BankThink

The key to efficient regulation? Less is more

Regulatory relief has been enacted by Congress — and while this is certainly a great first step, there’s more to be done to cure the regulatory overdose that has been building over the last 30 years.

Financial regulation is in serious need of a comprehensive overhaul. It suffers from too many laws and rules, too many regulatory agencies with too few resources and undercompensated regulators expected to overachieve and prevent the impossible. While regulatory judgments should be informed by adherence to rules and the achievement of financial ratios, it remains clear that profits, the right capital levels or stress test results are not sufficient to determine long-term financial soundness or the quality of the regulatory system.

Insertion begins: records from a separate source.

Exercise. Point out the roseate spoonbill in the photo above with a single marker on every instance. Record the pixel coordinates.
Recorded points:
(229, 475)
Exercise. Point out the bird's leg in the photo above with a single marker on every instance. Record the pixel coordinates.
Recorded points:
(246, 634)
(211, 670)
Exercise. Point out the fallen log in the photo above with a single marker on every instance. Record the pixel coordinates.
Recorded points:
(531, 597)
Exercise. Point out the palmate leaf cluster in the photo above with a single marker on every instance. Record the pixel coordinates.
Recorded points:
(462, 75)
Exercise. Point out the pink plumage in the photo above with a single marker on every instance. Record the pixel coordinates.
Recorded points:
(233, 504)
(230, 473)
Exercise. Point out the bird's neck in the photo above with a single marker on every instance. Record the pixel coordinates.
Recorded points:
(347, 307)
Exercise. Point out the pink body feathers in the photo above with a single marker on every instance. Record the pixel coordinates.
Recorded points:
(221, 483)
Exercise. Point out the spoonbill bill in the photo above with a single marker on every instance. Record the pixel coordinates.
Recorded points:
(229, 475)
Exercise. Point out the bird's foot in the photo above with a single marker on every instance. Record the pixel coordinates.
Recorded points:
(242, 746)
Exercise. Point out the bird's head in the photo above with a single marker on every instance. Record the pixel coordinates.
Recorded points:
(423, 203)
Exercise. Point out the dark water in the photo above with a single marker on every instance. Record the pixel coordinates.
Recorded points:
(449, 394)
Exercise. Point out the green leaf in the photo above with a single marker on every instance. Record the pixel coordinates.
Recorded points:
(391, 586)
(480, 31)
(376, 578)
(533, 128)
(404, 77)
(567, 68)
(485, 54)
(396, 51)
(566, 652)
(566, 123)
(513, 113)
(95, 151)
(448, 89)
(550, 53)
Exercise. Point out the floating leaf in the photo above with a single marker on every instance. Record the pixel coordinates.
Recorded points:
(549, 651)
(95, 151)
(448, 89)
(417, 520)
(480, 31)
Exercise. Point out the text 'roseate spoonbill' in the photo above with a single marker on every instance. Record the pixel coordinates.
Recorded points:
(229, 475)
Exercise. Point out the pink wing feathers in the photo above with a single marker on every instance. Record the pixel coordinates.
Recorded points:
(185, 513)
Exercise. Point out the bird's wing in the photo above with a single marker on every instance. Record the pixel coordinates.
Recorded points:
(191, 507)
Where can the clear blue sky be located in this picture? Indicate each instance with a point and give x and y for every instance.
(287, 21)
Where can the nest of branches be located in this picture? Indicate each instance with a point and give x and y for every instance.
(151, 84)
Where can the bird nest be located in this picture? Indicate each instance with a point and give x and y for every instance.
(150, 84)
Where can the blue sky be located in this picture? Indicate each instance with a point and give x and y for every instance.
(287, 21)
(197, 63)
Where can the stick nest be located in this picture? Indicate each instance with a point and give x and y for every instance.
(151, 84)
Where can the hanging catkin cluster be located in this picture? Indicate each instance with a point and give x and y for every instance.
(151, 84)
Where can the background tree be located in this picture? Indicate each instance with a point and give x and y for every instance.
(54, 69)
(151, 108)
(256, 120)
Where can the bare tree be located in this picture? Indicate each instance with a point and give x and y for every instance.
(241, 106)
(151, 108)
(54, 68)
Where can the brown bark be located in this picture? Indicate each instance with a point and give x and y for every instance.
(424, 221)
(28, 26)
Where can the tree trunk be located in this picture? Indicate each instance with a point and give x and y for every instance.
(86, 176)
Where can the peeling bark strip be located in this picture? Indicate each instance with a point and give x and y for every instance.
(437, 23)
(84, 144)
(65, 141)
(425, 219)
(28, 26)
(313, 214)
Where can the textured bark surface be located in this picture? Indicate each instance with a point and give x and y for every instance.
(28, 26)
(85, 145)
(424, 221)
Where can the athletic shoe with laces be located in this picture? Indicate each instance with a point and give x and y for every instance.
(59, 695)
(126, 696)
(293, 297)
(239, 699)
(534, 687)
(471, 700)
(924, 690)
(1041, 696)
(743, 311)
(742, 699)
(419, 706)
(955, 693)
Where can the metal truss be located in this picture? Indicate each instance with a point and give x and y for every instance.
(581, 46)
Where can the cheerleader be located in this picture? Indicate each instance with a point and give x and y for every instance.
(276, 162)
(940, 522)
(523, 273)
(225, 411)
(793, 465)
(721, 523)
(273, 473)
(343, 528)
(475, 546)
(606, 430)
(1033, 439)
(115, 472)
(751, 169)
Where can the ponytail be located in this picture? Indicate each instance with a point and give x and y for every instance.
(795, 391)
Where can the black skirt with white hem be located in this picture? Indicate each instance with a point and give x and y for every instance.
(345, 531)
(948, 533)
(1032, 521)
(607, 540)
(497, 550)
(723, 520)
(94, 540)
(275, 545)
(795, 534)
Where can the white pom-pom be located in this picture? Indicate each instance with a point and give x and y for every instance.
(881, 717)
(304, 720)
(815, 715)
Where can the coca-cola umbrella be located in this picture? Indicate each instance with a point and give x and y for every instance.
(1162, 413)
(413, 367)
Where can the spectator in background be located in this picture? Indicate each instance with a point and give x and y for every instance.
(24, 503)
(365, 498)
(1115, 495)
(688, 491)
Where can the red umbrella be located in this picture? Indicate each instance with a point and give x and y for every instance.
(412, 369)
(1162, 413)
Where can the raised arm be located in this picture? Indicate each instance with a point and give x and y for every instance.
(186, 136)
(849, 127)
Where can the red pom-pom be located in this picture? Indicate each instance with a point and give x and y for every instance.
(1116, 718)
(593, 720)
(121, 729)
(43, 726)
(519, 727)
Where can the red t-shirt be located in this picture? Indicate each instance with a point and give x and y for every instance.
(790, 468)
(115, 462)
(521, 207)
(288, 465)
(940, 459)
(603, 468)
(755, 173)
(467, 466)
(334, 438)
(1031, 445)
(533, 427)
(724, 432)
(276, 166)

Does anyone believe that that Bear Sterns and Lehman Brothers would be in business today if they had simply had 3% more capital?

The Trump administration’s bank regulators have already begun developing a constructive agenda of topics: They’ve suggested the need to re-examine capital and leverage requirements, stress testing, the regulation of systemically important institutions, the Community Reinvestment Act, the Volcker Rule, bank control rules and the regulatory burden on community and regional banks. Hopefully, that agenda is just the beginning of the improvements that the system needs.

Quality bank regulation is not merely a function of rules and ratios. It is an art that must balance the financial behavior of banks with the need to succeed in the market. Mountains of new laws and regulations are often more distracting than constructive, and they transform regulation into a mechanical exercise of checking off boxes.

History is instructive in this regard. In the mid 1970s, bank regulation was generally grounded in supervisory experience, not rules. Between 1864 and 1976, the Office of the Comptroller of the Currency promulgated less than 200 pages of substantive rules and interpretive rulings. Much of them were about chartering and merging national banks. The comptroller relied in large part on his broad authority to examine banks, remove directors and officers, order them to cease or divest activities and investments, impose a wide range of monetary fines or simply close the bank. Those are authorities the office still possesses. But since 1976, its rules and interpretations have exploded by 500% to cover more than a thousand pages in the Code of Federal Regulations. Rules by the Federal Deposit Insurance Corp. and the Federal Reserve have become similarly bloated.

This detour from a principles-based system to a rules-based one has been, in large part, a reaction to financial crises and to the false premise that they can be eliminated by regulation. Regulation can’t create the ups nor prevent the downs of a free economy, nor can it insulate banks, as primary financiers of the economy, from suffering along with it.

In addition, big financial problems always seem to generate big legislative responses, which themselves can have unintended consequences that impact the timing and nature of future financial crises. Consider, for example, U.S. housing policy of the 1960s, which sought to make low-cost, 30-year, fixed-rate mortgages widely available by limiting the interest that institutions could pay their depositors at 5.5%. The decision was well intentioned but economically naive. As short-term interest rates moved toward 16% in the early1980s, Congress ordered the removal of interest rate caps, putting thrifts, the principal provider of home loans, in an economic headlock. They had no choice but to offer double-digit interest rates to depositors to remain liquid, while continuing to earn a fixed 6-7% on those long-term, fixed-rate mortgages. Thousands of them disappeared in the ensuing savings and loan crisis because of the negative interest rate spread they were forced into by government policy.

This was not unlike the government’s efforts in the 1990s to encourage banks to provide mortgage financing to a larger segment of potential home buyers. The subprime lending crisis that followed more than a decade later led to a global economic crisis of confidence. Fannie Mae and Freddie Mac were eventually placed in conservatorship as their government-endorsed business models were considered to be unsustainable.

Bank regulators have long possessed the broadest of enforcement authority over banks to make life and death judgments about them and their executives to ensure that they operate in a safe and sound manner. A myriad of detailed laws and rules — ones that come with their own loopholes, require endless interpretations and remain static as the economy and events change — often dilute the basic effectiveness that regulation can have.

After bank regulators make the next set of low-hanging regulatory reforms, they should examine how many banking laws and rules are simply unnecessary and counterproductive. And for once, as the president has directed, laws and regulations should be based on real cost-benefit analysis. Ubiquitous regulation may feel good, but the future of the U.S. economy depends on a more effective and efficient regulatory system.